For three young boys, it's scoring the mother lode of all jackpots. They'd give up a Powerball win for a bag full of treats.
But for the two parents who will groan at the sight of these massive mounds of sugar, it's the start of a rough few weeks as unpopular Treat Police. We'll ration it, hide it, give some away, sneak some of the better stuff ourselves - all to a chorus of inevitable jeers.
So I'm already thinking of some creative ways to use their bounty up.
A handful of candy corn alone is not my idea of "good eats." But this week's recipe for White Chocolate Candy Corn Blondies?
Yeah, I can do that.
Contact writer Steven Keith at email@example.com or 304-348-1721. You can also follow him on Facebook and Pinterest as "DailyMail FoodGuy," on Twitter as "DMFoodGuy" or read his blog at http://blogs.dailymail.com/foodguy.
White Chocolate Candy Corn Blondies
2 sticks unsalted butter
1 cup white chocolate baking chips
3/4 cup sugar
3/4 cup packed light brown sugar
2 tsp. pure vanilla extract
2 cups all-purpose flour
1/2 tsp. kosher salt
3/4 cup candy corn
1. Preheat oven to 350 degrees. Butter a 9-inch by 13-inch baking pan and line with parchment, going up the sides of the pan. Do not butter the parchment.

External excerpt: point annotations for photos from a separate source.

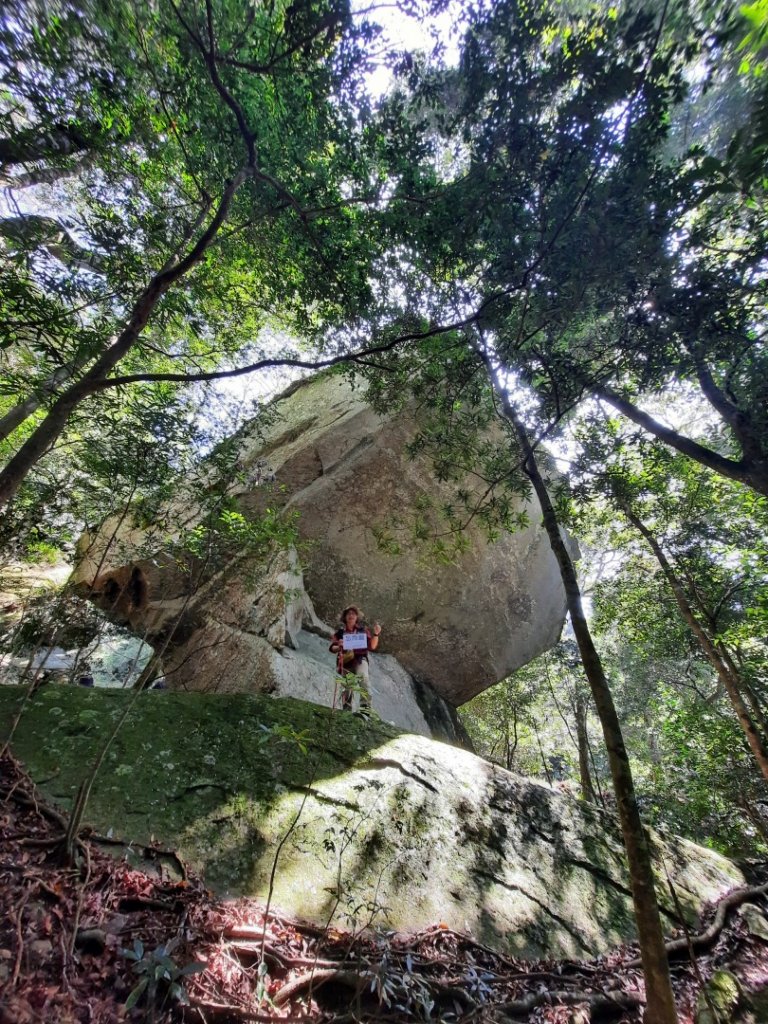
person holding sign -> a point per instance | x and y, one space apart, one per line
351 643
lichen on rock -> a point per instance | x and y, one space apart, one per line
371 825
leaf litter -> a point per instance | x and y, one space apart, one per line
102 942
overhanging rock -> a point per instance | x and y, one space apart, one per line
456 628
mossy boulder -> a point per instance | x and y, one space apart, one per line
369 824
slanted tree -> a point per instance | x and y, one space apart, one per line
241 190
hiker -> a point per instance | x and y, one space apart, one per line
351 643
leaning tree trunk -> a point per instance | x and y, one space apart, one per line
585 775
727 678
659 998
58 415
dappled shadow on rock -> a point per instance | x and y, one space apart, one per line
350 823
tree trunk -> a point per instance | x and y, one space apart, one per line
48 431
24 410
751 471
727 678
660 1000
584 755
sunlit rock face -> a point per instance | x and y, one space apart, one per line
454 630
373 826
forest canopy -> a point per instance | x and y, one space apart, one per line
551 221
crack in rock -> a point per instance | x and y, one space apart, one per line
598 872
378 763
511 887
323 798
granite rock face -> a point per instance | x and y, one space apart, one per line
455 629
379 827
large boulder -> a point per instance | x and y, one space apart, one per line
368 825
326 454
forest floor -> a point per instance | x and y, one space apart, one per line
100 941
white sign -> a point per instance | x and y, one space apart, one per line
354 641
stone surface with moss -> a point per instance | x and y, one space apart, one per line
380 827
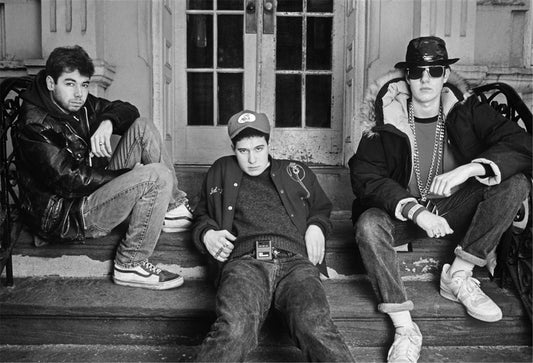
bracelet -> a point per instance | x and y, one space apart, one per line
416 213
413 211
407 207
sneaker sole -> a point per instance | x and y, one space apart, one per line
166 285
486 318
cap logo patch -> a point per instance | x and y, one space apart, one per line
246 117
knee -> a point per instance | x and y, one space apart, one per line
521 183
515 188
369 223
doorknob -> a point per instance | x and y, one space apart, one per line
251 17
268 16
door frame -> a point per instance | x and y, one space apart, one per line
354 83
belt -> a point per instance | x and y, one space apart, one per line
277 253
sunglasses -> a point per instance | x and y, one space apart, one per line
418 72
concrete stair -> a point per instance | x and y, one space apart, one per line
64 306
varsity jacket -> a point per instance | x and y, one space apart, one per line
55 168
298 188
475 132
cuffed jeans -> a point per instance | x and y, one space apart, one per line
249 287
143 194
478 214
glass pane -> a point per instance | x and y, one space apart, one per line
318 101
289 43
230 41
319 43
290 5
229 96
199 41
322 6
199 4
288 100
230 5
200 99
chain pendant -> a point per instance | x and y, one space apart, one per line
435 157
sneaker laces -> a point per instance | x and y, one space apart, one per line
150 267
186 204
405 345
470 288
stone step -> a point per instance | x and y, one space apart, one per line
185 353
176 252
95 311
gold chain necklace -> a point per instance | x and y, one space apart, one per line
436 156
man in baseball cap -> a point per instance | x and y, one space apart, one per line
256 214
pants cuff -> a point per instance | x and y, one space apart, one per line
395 307
459 252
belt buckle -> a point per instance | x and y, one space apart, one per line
263 250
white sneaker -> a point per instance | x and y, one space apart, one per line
178 219
407 345
147 276
462 287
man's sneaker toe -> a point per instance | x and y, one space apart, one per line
147 276
178 219
463 288
407 345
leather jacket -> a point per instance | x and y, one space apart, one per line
55 168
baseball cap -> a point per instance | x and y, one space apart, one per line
245 119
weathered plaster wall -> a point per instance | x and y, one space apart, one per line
23 29
123 49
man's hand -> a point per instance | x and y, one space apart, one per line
218 243
315 243
434 225
445 184
101 140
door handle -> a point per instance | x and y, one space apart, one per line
269 9
251 17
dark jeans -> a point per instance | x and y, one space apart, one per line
247 290
477 213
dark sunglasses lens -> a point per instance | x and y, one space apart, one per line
415 73
436 72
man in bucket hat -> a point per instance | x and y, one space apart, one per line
264 221
433 162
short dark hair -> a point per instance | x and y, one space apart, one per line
69 59
249 132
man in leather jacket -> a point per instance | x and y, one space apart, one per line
74 185
433 162
265 221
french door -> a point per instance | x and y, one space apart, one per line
283 58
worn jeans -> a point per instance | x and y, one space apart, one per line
247 289
478 214
142 194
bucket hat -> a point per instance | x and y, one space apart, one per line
426 51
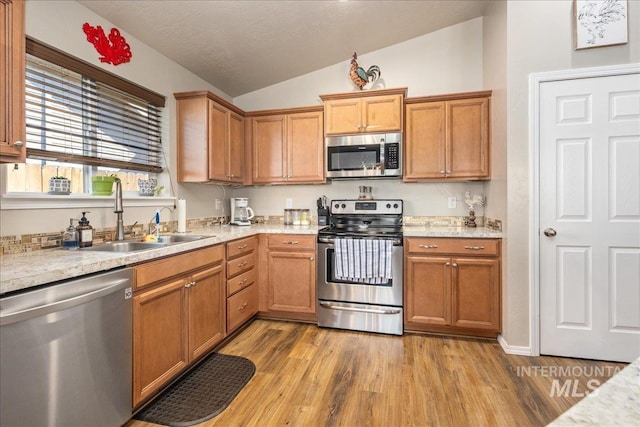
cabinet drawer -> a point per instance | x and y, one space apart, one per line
454 246
241 306
240 282
151 272
241 247
239 265
298 242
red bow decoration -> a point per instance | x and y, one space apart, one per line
114 50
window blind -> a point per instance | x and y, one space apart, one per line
74 118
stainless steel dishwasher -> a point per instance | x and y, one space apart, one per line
66 353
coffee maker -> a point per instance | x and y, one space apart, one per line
241 213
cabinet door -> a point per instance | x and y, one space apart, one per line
269 149
428 290
305 147
207 317
468 147
476 293
342 116
218 142
424 152
381 113
292 282
236 147
159 337
12 76
192 115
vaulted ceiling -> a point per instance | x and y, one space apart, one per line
241 46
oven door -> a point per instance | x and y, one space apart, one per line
331 289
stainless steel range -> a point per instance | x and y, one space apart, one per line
360 267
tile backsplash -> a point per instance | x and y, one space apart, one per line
41 241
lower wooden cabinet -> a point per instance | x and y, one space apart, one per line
176 319
290 285
241 307
242 289
452 285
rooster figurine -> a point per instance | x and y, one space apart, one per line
361 77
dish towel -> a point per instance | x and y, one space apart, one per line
363 260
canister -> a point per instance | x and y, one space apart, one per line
288 216
304 217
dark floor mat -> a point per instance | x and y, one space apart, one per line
201 394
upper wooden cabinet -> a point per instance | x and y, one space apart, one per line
12 85
288 146
448 137
371 111
210 138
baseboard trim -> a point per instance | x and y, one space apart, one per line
514 349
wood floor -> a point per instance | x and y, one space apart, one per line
308 376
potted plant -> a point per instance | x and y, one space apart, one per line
59 184
103 185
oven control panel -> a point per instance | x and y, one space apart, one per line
367 207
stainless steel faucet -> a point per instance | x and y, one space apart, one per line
118 211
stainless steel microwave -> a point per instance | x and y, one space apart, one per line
364 156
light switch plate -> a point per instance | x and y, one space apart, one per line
452 202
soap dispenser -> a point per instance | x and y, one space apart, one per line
70 236
85 231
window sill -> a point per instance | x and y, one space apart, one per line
75 201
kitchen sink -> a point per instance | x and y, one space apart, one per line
134 246
180 238
124 246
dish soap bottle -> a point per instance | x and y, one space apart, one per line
70 237
85 231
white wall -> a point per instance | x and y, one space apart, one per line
446 61
539 38
59 24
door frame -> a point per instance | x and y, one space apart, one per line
535 81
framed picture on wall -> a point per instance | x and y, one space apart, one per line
600 23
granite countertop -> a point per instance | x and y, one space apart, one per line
465 232
21 271
614 403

2. In a medium microwave-safe bowl, melt butter and white chocolate chips in the microwave in 30-second increments, stirring vigorously in between to promote melting. Be sure the mixture is fully melted. (It will separate, but that's OK.) Set aside to cool for about 5 minutes.
3. In a large bowl, mix together sugars, vanilla and eggs with a spoon or spatula. Add melted butter and white chocolate mixture, stirring until fully incorporated and lightened slightly in color slightly. Add flour and salt and stir until just combined. Stir in candy corn.
4. Pour batter into prepared pan and bake for 32-37 minutes, rotating halfway through if necessary, until a toothpick inserted in the center comes out with only a few moist crumbs. Cool completely in pan before cutting into bars and serving.